Wie leicht wären Staaten zu retten, wenn nicht
gerade die schwarzen Schafe das meiste Geld hätten – und dieses zu oft
unversteuert ließen. Man kann die eigene Empörung kaum im Zaun halten, wenn man
weiß, dass die reichsten der Reichen ihre Moneten beiseiteschaffen, während die
eigenen Eltern jahrzehntelang ihre Steuern zahlen. Und wer sich stellt, bleibt
straffrei. Wieso? Weil man wahrscheinlich den einen oder anderen Staatsanwalt regelmäßig
zum Golfen trifft.
Es lohnt sich auch heute noch, den Tag der Arbeit
in Ehren zu halten.
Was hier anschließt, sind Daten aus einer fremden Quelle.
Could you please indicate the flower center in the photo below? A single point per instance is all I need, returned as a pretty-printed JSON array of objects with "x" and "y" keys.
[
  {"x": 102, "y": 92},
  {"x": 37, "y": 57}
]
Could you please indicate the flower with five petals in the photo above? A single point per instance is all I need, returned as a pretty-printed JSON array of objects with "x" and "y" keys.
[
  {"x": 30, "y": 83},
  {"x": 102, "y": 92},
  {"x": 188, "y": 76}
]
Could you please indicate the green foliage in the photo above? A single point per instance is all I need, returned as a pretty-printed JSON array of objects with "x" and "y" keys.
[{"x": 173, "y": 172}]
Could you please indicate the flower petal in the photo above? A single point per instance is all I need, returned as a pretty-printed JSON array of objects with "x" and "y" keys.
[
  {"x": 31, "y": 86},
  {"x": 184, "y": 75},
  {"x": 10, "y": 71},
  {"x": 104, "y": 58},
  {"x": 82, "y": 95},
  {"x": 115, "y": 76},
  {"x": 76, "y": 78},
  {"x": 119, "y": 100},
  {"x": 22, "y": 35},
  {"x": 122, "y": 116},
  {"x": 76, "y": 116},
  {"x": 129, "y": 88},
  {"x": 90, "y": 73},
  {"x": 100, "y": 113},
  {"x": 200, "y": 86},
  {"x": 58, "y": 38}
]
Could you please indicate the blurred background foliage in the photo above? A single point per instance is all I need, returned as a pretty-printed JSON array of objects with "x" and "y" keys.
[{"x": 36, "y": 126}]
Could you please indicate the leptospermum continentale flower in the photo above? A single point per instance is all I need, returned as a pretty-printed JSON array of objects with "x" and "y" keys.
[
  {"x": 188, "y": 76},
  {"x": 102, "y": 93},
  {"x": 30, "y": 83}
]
Früher mussten Rechte wie der 8-Stunden-Tag erst erkämpft
werden, heute sehen sich Menschen immer häufiger mit anderen Problemen
konfrontiert. In Zeiten der Krise wird die Standfestigkeit unserer Gesellschaft
auf die Probe gestellt. Europa muss sich wieder fangen. Und Bankenbosse,
Superverdiener und Politiker sollten sich ihrer Verantwortung innerhalb dieser
Gesellschaften bewusst werden. Denn wenn das Schiff sinkt, sitzt der Kapitän
(im Normalfall) nicht als erster im Rettungsboot und schifft seine Millionen
nach Zürich, während die Passagiere (oder seine Angestellten) einer nach dem
anderen über die Reling hüpfen. Der Kapitän hat bis zum Schluss das Kommando. Er
versucht das Schiff mitsamt den Passagieren zu retten und geht im Zweifelsfall
mit ihnen unter.
Der Tag der Arbeit ist nicht nur für die
Arbeiter da, sondern auch für die Chefs. Damit sie ihren Angestellten einen
ausgeben können.
In diesem Sinne wünsche ich meinen Lesern einen
sonnigen, inspirierenden 1. Mai!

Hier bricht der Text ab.